NEO- and Adjuvant Targeted Therapy in Braf-mutated Anaplastic Cancer of the Thyroid (NEO-ATACT Study)
Anaplastic thyroid cancer (ATC) is an almost invariable lethal cancer in humans. Most patients present with a rapid progressive mass in the neck with progressive complaints like dyspnoea, dysphagia or pain. The risk of suffocation is the main reason for rapid surgical intervention, but we know from literature that an oncological resection with clear margins is seldomly achieved. Some patients deteriorate that fast after surgery that radiation therapy and/or chemotherapy is not feasible anymore. Patients with BRAF-mutated ATC already have shown to benefit from targeted BRAF/MEK inhibition. This study aims to increase the number of patients that undergo a successful R0 tumor resection after neo-adjuvant BRAF/MEK inhibitor treatment.
• Informed consent.
• Age over 18 years old.
• World Health Organization (WHO) Performance Status 0 or I.
• Histologically confirmed ATC (centrally reviewed).
• Confirmed presence of BRAFV600E/K mutation in primary tumor tissue.
• No distant metastases (M0).
• Free or secured airway.
• Able to swallow pills.
• Patients must have undergone complete disease staging including: PET-CT scan and CT-neck/thorax/abdomen.
⁃ No prior anticancer systemic treatment (including chemotherapy, immunotherapy, oncolytic viral therapy, other systemic therapies).

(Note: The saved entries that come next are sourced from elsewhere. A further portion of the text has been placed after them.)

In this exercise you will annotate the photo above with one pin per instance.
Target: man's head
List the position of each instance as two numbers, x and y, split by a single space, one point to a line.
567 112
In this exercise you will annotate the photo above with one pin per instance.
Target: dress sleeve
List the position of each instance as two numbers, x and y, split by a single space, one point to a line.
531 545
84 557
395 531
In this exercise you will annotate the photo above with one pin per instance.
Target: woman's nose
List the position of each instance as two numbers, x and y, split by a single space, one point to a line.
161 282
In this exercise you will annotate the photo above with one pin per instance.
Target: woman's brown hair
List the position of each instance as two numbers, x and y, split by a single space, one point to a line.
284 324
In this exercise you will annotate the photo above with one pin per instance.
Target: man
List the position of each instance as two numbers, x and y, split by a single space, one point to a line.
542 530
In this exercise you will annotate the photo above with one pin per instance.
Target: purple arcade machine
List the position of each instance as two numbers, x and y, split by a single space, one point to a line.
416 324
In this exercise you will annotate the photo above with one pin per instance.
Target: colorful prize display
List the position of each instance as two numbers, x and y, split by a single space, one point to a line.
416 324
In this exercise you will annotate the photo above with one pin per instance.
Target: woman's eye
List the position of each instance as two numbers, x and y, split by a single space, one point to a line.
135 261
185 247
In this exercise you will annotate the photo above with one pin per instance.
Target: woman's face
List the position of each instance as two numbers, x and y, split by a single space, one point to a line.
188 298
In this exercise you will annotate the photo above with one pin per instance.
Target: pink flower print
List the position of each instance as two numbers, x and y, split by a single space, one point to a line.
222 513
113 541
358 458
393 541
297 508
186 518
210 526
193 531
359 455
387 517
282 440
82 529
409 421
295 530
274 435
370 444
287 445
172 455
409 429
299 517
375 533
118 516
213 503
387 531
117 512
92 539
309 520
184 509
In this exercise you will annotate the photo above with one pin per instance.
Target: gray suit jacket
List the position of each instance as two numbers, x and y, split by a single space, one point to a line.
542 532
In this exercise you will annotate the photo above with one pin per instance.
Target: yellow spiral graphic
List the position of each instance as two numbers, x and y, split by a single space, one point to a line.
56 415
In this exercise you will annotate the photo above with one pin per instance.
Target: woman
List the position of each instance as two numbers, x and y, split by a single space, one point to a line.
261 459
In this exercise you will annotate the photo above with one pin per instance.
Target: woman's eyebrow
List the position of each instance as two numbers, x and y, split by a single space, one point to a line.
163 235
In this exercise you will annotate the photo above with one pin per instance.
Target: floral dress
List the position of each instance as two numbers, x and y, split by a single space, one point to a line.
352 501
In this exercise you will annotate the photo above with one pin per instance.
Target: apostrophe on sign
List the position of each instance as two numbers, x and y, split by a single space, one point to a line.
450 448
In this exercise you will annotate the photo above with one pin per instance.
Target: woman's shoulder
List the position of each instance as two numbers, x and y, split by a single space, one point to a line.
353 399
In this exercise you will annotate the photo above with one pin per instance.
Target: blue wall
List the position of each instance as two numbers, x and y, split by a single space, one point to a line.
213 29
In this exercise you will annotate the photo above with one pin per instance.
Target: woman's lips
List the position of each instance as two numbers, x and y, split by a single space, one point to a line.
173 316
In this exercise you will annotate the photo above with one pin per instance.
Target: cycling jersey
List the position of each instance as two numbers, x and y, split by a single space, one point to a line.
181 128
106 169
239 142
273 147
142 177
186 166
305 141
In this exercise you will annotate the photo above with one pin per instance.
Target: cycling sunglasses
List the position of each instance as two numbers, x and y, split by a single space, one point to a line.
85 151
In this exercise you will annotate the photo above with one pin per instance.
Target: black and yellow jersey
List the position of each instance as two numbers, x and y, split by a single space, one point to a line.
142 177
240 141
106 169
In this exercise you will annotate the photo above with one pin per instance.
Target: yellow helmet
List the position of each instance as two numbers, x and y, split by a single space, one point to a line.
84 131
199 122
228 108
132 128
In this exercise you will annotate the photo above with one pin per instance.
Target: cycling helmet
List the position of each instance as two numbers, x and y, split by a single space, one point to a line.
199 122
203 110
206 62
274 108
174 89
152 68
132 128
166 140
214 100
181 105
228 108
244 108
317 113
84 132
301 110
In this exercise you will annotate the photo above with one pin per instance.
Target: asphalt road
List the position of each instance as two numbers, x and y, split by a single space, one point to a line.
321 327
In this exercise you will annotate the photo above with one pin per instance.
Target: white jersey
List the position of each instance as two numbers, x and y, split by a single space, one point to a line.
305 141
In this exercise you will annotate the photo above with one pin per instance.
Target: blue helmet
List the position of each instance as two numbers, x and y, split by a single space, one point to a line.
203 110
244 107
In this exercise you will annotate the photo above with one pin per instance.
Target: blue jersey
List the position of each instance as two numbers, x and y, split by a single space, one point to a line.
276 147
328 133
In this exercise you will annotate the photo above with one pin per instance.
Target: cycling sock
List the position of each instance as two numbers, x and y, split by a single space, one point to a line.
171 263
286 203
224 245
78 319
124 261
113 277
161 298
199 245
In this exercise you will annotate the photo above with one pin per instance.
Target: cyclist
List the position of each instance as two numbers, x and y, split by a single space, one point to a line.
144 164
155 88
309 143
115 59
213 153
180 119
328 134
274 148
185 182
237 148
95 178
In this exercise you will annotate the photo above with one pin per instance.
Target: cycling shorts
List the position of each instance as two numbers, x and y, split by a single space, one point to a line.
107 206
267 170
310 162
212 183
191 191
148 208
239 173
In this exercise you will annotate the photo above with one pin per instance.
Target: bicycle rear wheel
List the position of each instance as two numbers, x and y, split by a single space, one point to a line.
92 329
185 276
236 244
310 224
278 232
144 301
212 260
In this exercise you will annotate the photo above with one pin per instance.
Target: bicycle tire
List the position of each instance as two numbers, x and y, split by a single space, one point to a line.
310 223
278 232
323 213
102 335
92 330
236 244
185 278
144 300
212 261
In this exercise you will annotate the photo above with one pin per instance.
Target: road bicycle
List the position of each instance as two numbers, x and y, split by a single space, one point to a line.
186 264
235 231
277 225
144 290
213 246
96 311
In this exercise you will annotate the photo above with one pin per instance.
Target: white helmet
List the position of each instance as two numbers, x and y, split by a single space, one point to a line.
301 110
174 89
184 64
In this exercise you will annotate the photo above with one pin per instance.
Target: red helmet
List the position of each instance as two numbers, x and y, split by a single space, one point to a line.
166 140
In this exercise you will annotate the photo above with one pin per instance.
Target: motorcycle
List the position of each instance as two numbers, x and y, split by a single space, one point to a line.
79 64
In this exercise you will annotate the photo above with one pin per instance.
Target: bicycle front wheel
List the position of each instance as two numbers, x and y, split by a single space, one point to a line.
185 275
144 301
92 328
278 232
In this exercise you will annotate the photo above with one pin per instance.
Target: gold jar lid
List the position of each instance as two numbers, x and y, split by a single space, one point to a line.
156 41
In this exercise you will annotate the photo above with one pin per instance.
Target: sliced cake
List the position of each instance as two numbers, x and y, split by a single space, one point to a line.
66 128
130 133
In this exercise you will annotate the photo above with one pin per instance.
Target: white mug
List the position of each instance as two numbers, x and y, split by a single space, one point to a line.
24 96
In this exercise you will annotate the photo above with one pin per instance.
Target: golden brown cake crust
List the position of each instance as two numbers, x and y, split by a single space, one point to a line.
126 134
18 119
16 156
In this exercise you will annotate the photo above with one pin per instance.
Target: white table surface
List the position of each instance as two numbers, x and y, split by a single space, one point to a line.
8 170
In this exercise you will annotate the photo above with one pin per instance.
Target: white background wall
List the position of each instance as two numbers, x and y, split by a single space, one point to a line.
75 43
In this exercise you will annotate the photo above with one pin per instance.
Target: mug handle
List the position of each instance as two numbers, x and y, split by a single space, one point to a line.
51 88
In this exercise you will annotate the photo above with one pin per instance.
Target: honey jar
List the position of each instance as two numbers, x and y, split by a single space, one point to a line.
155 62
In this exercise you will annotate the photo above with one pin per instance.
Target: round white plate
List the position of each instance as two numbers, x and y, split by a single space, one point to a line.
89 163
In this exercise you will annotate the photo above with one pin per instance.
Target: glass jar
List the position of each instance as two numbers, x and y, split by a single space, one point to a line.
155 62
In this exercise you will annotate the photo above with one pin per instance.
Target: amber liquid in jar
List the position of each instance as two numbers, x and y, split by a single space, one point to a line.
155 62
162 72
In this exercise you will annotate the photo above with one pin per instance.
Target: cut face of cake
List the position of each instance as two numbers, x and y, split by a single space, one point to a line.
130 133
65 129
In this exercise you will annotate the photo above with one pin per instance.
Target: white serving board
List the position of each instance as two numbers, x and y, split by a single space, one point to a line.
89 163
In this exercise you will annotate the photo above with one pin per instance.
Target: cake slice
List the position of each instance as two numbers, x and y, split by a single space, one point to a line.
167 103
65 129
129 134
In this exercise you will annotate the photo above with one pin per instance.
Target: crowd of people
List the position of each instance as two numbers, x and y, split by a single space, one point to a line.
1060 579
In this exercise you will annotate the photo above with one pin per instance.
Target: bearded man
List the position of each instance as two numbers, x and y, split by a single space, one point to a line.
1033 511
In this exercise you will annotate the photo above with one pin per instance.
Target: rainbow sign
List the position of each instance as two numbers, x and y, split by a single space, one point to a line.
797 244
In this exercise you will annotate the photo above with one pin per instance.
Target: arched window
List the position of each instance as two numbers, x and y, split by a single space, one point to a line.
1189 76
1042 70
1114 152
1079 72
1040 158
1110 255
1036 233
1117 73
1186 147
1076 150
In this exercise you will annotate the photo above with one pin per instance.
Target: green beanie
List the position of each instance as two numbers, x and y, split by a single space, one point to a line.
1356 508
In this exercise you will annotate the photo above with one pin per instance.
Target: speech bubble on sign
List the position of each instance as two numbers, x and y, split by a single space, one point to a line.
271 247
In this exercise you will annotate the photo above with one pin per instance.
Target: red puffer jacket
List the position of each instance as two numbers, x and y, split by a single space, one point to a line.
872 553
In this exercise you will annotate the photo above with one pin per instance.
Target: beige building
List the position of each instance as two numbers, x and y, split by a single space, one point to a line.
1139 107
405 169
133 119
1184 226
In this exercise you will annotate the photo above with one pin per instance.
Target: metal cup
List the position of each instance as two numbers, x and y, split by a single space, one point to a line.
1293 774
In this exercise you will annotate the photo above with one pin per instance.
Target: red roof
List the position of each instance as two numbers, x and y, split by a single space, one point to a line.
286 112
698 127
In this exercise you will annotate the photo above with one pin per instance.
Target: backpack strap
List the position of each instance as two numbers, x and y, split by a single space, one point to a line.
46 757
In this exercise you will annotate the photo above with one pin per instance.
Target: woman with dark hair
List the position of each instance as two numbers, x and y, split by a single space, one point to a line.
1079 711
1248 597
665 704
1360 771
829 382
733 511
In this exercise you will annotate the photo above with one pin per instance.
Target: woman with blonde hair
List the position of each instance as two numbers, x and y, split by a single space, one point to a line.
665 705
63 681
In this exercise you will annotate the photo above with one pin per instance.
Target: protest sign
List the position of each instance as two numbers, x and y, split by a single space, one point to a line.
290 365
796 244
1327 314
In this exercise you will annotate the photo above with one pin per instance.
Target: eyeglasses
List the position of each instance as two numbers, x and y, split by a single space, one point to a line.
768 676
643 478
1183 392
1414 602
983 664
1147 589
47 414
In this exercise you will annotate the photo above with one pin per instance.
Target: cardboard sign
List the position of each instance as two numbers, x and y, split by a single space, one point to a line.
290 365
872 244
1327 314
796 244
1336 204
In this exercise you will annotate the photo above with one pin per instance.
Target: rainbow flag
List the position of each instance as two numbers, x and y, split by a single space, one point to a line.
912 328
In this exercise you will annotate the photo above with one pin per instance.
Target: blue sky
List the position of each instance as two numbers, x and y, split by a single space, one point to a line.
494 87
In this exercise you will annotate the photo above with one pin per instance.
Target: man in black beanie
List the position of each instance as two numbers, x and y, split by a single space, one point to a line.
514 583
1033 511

⁃ No prior radiotherapy to site of interest.
⁃ Screening laboratory values must meet the following criteria: WBC ≥ 2.0x109/L, Neutrophils ≥ 1.0x109/L, Platelets ≥ 100 x109/L, Hemoglobin ≥ 6.5 mmol/L, AST ≤ 2.5 x ULN, ALT ≤ 2.5 x ULN, Total bilirubin ≤ 1.5 X ULN, INR and PTT in normal range, LDH \< 2xULN. Serum creatinine ≤ 1.5 × ULN; or calculated creatinine clearance ≥ 50 mL/min by Cockcroft-Gault formula; or estimated glomerular filtration rate \> 50 mL/min/1.73m2.
⁃ Absence of additional severe and/or uncontrolled concurrent disease.